# Descriptive Statistics

In [None]:
import numpy as np
import pandas as pd
from functools import reduce
import matplotlib.pyplot as plt
%matplotlib inline

## Arithmetic mean
## $$ \mathbf{\mu_{x}} = E[X] = \frac{x_{1} + x_{2} ... x_{N}}{N}$$

In [None]:
# A sequence of 1M normally distributed numbers
X = np.random.normal(loc=0.25, scale=0.10, size=(1000000,))
_ = plt.hist(X, bins=50)

In [None]:
print(X.mean())

In [None]:
print(X.std())

## Why is this important?

In [None]:
from scipy.stats import probplot

In [None]:
probplot(X, (0.25, 10), plot=plt)

In [None]:
Y = np.random.poisson(size=(1000000,))
probplot(Y, (Y.mean(), Y.std()), plot=plt)
plt.figure()
_ = plt.hist(Y, bins=50)

## Mean as a function of the means of parts
1. ### Divide $X$ into $k$ equal-sized partitions, $\{p_{1}, p_{2}, p_{3} ... p_{k}\}$, where size of each partition is $n$
2. ### Then $E[X]$ is defined as the mean of the means of each partition, i.e.

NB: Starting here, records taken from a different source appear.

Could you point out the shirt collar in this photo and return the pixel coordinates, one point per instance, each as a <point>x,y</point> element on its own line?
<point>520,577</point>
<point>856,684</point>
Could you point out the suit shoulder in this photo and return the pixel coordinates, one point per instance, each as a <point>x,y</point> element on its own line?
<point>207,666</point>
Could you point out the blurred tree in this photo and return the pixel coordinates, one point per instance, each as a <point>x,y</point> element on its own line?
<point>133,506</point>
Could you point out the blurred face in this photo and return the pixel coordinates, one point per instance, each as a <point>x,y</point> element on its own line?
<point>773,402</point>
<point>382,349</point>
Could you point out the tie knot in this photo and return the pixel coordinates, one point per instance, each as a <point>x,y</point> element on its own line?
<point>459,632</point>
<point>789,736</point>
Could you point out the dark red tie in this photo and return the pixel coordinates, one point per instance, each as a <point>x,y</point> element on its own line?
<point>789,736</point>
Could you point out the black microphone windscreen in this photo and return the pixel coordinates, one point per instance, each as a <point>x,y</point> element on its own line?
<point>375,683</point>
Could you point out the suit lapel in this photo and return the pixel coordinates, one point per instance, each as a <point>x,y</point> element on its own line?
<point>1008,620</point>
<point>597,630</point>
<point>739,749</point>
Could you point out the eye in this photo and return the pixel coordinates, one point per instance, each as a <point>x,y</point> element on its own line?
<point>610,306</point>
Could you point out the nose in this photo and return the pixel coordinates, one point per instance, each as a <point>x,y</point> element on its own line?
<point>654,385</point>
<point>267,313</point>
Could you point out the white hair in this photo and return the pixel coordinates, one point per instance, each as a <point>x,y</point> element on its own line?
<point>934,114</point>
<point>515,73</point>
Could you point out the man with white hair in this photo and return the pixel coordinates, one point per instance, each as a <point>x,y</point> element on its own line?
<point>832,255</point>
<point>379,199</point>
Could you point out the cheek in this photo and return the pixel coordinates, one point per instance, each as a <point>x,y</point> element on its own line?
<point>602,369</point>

$$ E[X] = \frac{E[p_{1}] + E[p_{2}] ... E[p_{k}]}{k} $$

$$ \therefore E[X] = \frac{\frac{p_{1}}{n} + \frac{p_{2}}{n} ... \frac{p_{k}}{n}}{k} $$

$$ \therefore E[X] = \frac{p_{1} + p_{2} ... p_{k}}{nk} $$

In [None]:
k = 1000

In [None]:
partitions = np.split(X, k)

In [None]:
meanMap = map(np.mean, partitions)

In [None]:
meanReduce = reduce(lambda x, y: x + y, meanMap) / k
print(meanReduce)

In [None]:
# Simpler implementation from the second example:

In [None]:
meanMap = map(np.sum, partitions)
meanReduce = reduce(lambda x, y: x + y, meanMap) / X.shape[0]
print(meanReduce)

## Exercise: Find the mean of the sequence $Z$ below.
## Use three different partition sizes, and check if the result changes
## Is it a Gaussian distribution?

In [None]:
Z = np.random.beta(2, 5, size=(1000000,))

In [None]:
# enter code here

## Mode & Median

### Median - midpoint of a _sorted_ sequence of values

In [None]:
np.median(Z)

In [None]:
middle = int(Z.shape[0] / 2)
sort_z = np.sort(Z)
left = sort_z[:middle]
right = sort_z[middle:]

median = (left[-1] + right[0]) / 2
print(median)

### Mode - the most frequently occuring value

In [None]:
from collections import Counter
counter = Counter(['apple', 'orange', 'banana', 'apple', 'apple', 'orange', 'banana', 'orange', 'banana', 'apple'])
counter

In [None]:
counter.most_common(1)

In [None]:
df = pd.read_csv('data/hwg.csv')
df.head()

In [None]:
df['Gender'].mode()

In [None]:
df['Gender'].value_counts()

## Variance and Standard Deviation
## $$ V[X] = E[(X - \mu)^2]$$
### where
## $$ \mu = E[X] $$

### The arithmetic mean is a linear operator, thus,
## $$ V = E[(X - \mu)^2]$$
## $$ \therefore V = E[X^2 - 2X\mu + \mu^2] $$
## $$ \therefore V = E[X^2] - 2E[X]\mu + \mu^2 $$
## $$ \therefore V = E[X^2] - 2\mu^2 + \mu^2 $$
## $$ \therefore V = E[X^2] - \mu^2 $$

In [None]:
mu = meanReduce

In [None]:
mu_sq = meanReduce ** 2

## Exercise: Calculate the variance of $\mathbf{x}$
### Hint: Use the following function to square the elements in a sequence:

In [None]:
def square_sequence(x):
    return [i ** 2 for i in x]

In [None]:
# enter code here

In [None]:
print(X.var())

## Exercise: Normalize the following dataset 
### Step 1: Centering - subtract the mean of each column from that column
### Step 2: Scaling - Divide the centered values of each column by the standard deviation of that column
### Hint: use the `np.mean` and `np.var` (or `np.std`) functions

In [None]:
df = pd.read_csv('data/hwg.csv')
X = df
df.head()

In [None]:
# enter code here